Пить Гарик всё-таки не стал. А Наумов звучно проглотил водку. Гарик расслышал, как живительно прошла она по пищеводу. Марк выудил вилкой жирную кильку, закусил и передёрнул плечами.
– Хорошая девочка, – жуя, буркнул он и кивнул на дверь.
– Угу.
– Была у меня одна, – он покрутил в воздухе вилкой, – петербургская муза. В сквоте тусила всё время. За мной как хвост бегала. А я – от неё. Всё заговорить пыталась.
– Нормальная?
– Ну, так…
– И чего?
– Да ничего. Странная баба. Я ей так ни слова и не сказал, пока она сама на другого гения не переключилась.
– Почему?
– Что почему?
– Молчал, в смысле?
Наумов с отвращением закурил:
– А мне нечего сказать человеку, который в метро спускается на экскалаторе, а в кофейне пьёт экспрессо.
– А-а-а, – понимающе протянул Гарик.
– Твоей не чета.
– Это верно.
Душу Наумова до глубины оскорбляли три вещи: несправедливость, тёплое пиво и неуважение к русскому языку. Последнее перенял у него Гарик, и до определённого момента делал несдержанные замечания, подтачивая с людьми отношения. Особенно это не нравилось девушкам.
Как-то раз пьяный Дуст натягивал на плечи рюкзак и тихо матерился:
– Бля, не одеть никак, – кряхтел он и дышал как Дарт Вейдер.
– Не одеть, а надеть, – заметил Гарик.
– Иди ты на хуй, – отмахнулся Дуст.
– Ты вообще русский? Или как?
– Вот я тебе по-русски и говорю: иди на хуй.

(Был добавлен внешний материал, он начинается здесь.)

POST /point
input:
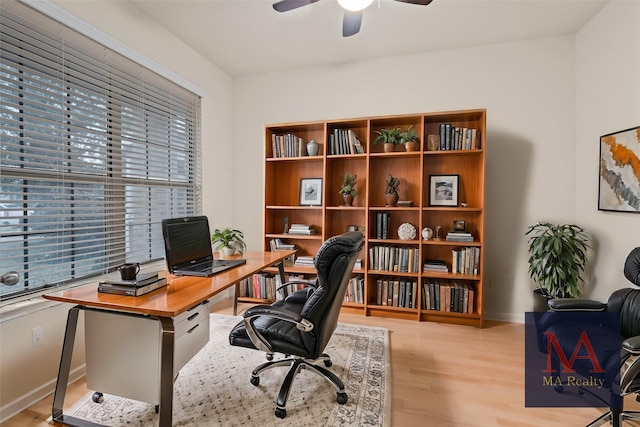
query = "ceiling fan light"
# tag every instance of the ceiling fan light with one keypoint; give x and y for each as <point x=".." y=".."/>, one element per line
<point x="355" y="5"/>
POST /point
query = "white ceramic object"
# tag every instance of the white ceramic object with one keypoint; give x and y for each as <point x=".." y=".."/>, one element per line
<point x="427" y="233"/>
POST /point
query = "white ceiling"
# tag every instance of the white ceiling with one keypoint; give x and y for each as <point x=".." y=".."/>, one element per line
<point x="245" y="37"/>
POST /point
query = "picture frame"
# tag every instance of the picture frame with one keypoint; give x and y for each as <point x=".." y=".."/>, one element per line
<point x="443" y="190"/>
<point x="311" y="192"/>
<point x="619" y="170"/>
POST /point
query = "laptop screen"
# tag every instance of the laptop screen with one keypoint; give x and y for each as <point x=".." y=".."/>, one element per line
<point x="186" y="241"/>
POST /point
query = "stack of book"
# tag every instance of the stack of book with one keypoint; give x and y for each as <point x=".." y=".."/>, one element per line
<point x="382" y="225"/>
<point x="344" y="141"/>
<point x="301" y="229"/>
<point x="143" y="284"/>
<point x="435" y="265"/>
<point x="279" y="245"/>
<point x="459" y="236"/>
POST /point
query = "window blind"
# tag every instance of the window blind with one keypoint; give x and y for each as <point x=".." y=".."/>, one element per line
<point x="96" y="151"/>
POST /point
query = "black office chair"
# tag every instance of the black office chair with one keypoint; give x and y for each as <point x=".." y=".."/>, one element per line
<point x="301" y="324"/>
<point x="622" y="365"/>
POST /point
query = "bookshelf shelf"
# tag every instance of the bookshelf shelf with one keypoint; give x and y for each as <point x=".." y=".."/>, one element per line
<point x="346" y="146"/>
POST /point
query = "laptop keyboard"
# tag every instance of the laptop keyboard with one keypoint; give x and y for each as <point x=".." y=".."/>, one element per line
<point x="205" y="265"/>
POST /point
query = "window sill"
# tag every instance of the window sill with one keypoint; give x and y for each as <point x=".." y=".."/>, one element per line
<point x="32" y="303"/>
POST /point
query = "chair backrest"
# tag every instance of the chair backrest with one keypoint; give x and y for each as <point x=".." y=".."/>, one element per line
<point x="627" y="301"/>
<point x="334" y="266"/>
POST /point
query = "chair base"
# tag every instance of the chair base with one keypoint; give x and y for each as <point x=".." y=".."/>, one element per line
<point x="296" y="364"/>
<point x="615" y="418"/>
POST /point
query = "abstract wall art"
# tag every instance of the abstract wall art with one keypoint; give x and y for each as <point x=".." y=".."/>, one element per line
<point x="619" y="187"/>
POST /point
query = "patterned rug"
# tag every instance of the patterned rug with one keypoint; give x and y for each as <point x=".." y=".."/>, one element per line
<point x="213" y="389"/>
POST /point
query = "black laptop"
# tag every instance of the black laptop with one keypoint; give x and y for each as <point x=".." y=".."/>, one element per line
<point x="187" y="246"/>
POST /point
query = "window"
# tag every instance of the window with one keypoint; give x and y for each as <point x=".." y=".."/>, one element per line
<point x="96" y="151"/>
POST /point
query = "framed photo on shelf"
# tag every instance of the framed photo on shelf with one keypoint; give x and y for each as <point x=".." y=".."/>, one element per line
<point x="619" y="184"/>
<point x="443" y="190"/>
<point x="311" y="192"/>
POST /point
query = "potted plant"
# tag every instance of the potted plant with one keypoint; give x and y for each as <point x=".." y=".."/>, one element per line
<point x="347" y="190"/>
<point x="389" y="137"/>
<point x="391" y="192"/>
<point x="228" y="240"/>
<point x="557" y="258"/>
<point x="410" y="139"/>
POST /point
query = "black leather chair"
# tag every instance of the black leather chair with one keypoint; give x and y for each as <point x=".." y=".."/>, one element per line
<point x="301" y="324"/>
<point x="621" y="366"/>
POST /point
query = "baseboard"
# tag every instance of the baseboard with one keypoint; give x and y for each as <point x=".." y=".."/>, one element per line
<point x="34" y="396"/>
<point x="505" y="317"/>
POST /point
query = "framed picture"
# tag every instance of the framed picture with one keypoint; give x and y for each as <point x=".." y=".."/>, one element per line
<point x="619" y="186"/>
<point x="311" y="192"/>
<point x="443" y="190"/>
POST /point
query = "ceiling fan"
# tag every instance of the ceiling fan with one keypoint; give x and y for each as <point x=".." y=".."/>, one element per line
<point x="352" y="11"/>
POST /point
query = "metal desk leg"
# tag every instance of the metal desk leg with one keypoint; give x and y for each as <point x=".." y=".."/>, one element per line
<point x="235" y="299"/>
<point x="63" y="373"/>
<point x="281" y="271"/>
<point x="166" y="371"/>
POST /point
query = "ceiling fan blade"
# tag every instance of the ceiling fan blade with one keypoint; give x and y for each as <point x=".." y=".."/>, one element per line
<point x="285" y="5"/>
<point x="351" y="23"/>
<point x="418" y="2"/>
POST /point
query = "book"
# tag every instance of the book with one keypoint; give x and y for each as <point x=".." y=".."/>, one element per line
<point x="134" y="291"/>
<point x="141" y="280"/>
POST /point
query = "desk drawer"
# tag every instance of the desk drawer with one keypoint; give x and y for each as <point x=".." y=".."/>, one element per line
<point x="190" y="342"/>
<point x="187" y="320"/>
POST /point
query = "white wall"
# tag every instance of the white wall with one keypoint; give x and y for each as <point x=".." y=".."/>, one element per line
<point x="528" y="91"/>
<point x="608" y="100"/>
<point x="26" y="373"/>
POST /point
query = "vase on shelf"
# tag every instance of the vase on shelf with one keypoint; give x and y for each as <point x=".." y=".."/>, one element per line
<point x="313" y="148"/>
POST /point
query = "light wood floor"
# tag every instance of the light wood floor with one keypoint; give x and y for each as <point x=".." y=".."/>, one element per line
<point x="442" y="375"/>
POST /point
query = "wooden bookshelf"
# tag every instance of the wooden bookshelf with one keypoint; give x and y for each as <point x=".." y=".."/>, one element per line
<point x="414" y="168"/>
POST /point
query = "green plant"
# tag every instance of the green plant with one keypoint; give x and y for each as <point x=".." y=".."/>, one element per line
<point x="348" y="184"/>
<point x="388" y="136"/>
<point x="228" y="238"/>
<point x="408" y="135"/>
<point x="557" y="258"/>
<point x="392" y="185"/>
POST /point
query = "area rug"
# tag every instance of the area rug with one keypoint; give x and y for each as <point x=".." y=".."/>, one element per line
<point x="213" y="389"/>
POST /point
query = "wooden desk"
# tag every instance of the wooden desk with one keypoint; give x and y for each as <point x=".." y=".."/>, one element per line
<point x="180" y="294"/>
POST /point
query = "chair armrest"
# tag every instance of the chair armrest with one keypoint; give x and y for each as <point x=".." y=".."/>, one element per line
<point x="310" y="283"/>
<point x="574" y="304"/>
<point x="253" y="313"/>
<point x="632" y="345"/>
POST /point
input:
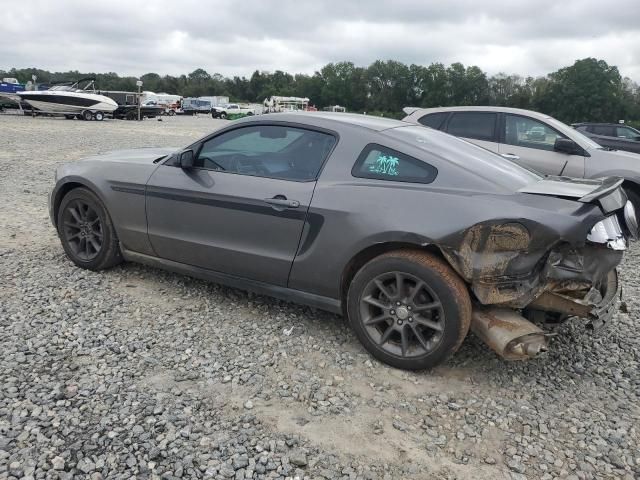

Это, как ни удивительно, был единственный раз, когда Дуст позволил себе мат в общении с ним и Гарик тогда сильно удивился. С тех пор он скрипел зубами, когда его приглашали на чьё-нибудь день рождение или предлагали вкусное кофе. Но стоически молчал.
В дверях показалась растрёпанная Катя.
– Доброе утро, – выгнулась она кошкой. – Чего варите?
Она подошла к плите и застыла, глядя в кастрюлю.
– Струны, – пояснил Гарик.
Катя сделала понимающее лицо:
– Вот оно что… Макароны закончились, да?
Наумов молчал и сосредоточенно жевал кильку. Гарик снисходительно улыбнулся:
– Новых в городе купить негде. Поэтому старые периодически вывариваются – для чистого звука.
Катя кивнула, мгновенно потеряв интерес, и повернулась к Наумову:
– Марк, у тебя найдётся полотенце?
Полотенце нашлось. И оказалось чистым.
Когда Катя вернулась из ванной, Гарик, всё-таки похмелившийся, был снова пьян. Он держал в руках гитару и, крутясь на табуретке, самозабвенно диктовал под аккомпанемент свежесваренных струн: «Вот настало утро, я как заново родился. Всех ещё тошнит, а я уже опохмелился…» Наумов мотал головой в такт и подстукивал спичечным коробком, как шейкером.
Похмеляться водкой после портвейна – рисковая интрига: никогда не угадаешь кульминацию. Гарик об этом знал, но в часы похмелья предпочитал забывать.
Катя вытирала волосы и молча наблюдала за кухонным концертом. Добродушие на её посвежевшем лице сменялось усталой смиренностью.
Когда звёзды рок-н-ролла после финального аккорда снова переключились на бутылку, она приблизилась к Гарику и обвила его шею вкусно пахнущими после душа руками:
– Игорёш, ты меня проводишь?
Он поднял на неё размытые зрачки:
– Куда?
– Домой, – усыпляюще ответила она.
– А как же. Конечно. Сейчас допьём и пойдём.
Он взял рюмку и, забыв чокнуться с Марком, лихо опрокинул в себя потеплевшую водку.